Enduring hardship with faith, healing, working miracles, prophecy, discernment, tongues, and interpretation. These all sound really impressive.

That’s why the Corinthians wanted them—to be impressive. Well, the Spirit thinks more highly of you than that. He cares more about you than that. He loves you more than that. He doesn’t want you to be narcissistic and impressive. He wants to make you essential. V. 11:

All these are empowered by one and the same Spirit, who apportions to each one individually as he wills.

And the Spirit wills to turn you into an essential servant of others.

How is the church actually united?

So, How is the church actually united?

Last week we heard Peter tell us that forgiveness is the essential glue that keeps a community together.

But this week, Paul tells us that the Spirit gives us that glue through other people.

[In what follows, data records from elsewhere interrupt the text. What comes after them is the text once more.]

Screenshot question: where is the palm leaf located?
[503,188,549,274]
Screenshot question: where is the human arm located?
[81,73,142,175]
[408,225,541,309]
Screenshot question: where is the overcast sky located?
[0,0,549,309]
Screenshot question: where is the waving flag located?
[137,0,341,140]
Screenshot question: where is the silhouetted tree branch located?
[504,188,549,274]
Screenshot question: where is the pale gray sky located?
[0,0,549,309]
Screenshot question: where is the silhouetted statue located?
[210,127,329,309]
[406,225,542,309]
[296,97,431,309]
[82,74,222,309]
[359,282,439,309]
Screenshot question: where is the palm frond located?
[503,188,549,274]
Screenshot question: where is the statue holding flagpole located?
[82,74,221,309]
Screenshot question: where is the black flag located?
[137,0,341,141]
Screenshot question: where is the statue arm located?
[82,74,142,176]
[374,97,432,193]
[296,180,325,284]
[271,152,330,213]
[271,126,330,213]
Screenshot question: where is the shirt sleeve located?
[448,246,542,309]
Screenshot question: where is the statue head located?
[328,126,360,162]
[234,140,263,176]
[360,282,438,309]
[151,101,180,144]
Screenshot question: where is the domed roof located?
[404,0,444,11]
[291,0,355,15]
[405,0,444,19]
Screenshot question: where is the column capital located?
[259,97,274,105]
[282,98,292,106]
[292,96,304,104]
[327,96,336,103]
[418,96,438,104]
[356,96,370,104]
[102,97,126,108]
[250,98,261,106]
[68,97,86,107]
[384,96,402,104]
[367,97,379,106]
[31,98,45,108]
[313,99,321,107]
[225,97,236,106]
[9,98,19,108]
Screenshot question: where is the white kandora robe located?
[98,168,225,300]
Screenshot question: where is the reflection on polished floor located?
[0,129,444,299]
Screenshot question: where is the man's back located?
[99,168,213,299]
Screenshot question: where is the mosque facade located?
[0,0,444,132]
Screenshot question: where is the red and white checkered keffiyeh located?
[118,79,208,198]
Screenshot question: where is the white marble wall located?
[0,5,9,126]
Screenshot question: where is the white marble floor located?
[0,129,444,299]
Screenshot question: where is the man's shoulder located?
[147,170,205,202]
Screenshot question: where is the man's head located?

This is how the church is united: we need each other.

You can’t produce true faith—the Spirit gives you Christ through other people

The One in the Three God gives you Christ through people who are different to you

And while We turn gifts into competition—the Spirit turns them into service

Christian unity is serving each other with the Gospel. You matter more than you think you do. Christ has not called you merely to attend church.

He has united you to people who need the Gospel from your mouth—and he has united you to people from whose mouths you need the Gospel too.